I am now the former grocery store critic for the Knoxville, Tennessee, alternative paper, Metro Pulse. For roughly 10 months I have pursued the truth about Knoxville in its supermarket aisles. Though I believe the truth is still to be found in these stores—in produce perhaps, or inadvertently buried in a bin on the bargain aisle—the press of more urgent and lucrative business pulls me away. I admit that at times it has seemed to me that this column, like Seinfeld, was about nothing at all. Few places feel more empty of meaning than a grocery store at mid-afternoon with nothing going on.
One of the things I learned in grocery stores, though, is that if nothing is happening in front of your eyes, stuff starts happening in the grey matter behind them. A trick that Alfred Hitchcock used in his movies was to hold an establishing shot of a building just a little bit longer than usual. As the viewer stares at this house he begins to wonder why he's looking at it, and then he wonders what's going on inside it, and before long he begins to wonder where the bodies are buried in it.

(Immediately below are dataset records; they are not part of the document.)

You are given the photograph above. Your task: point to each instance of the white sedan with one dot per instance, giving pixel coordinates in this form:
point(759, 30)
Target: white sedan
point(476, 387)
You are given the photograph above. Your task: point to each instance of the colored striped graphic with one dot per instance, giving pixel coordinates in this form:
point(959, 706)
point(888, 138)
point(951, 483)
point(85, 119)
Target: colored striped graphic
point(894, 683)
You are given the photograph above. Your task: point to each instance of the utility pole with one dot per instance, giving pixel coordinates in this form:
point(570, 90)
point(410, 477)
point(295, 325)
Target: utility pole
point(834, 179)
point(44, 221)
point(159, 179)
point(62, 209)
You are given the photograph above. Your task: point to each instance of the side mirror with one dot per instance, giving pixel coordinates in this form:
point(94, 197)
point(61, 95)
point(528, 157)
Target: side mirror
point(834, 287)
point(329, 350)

Grocery stores were like that for me. (I would watch the butchers emerge from the back room with the meat and wondered where it came from and why they wouldn't let me watch it being prepared. People in the deli department have nothing to hide, so what was it with these meat cutters?) In the way they seemed to operate off screen, below the radar, on autopilot, the stores seemed to me like mini-Knoxvilles. Nothing was happening, but that was just on the surface, because underneath everything is going on.
This town, like all towns, has a secret history, a secret past, and a hidden present full of subconscious fears, desires, resentments, ecstasies. Stare down that empty aisle long enough and the linoleum begins to shimmer strangely and you hear suppressed whispers and invisible footsteps.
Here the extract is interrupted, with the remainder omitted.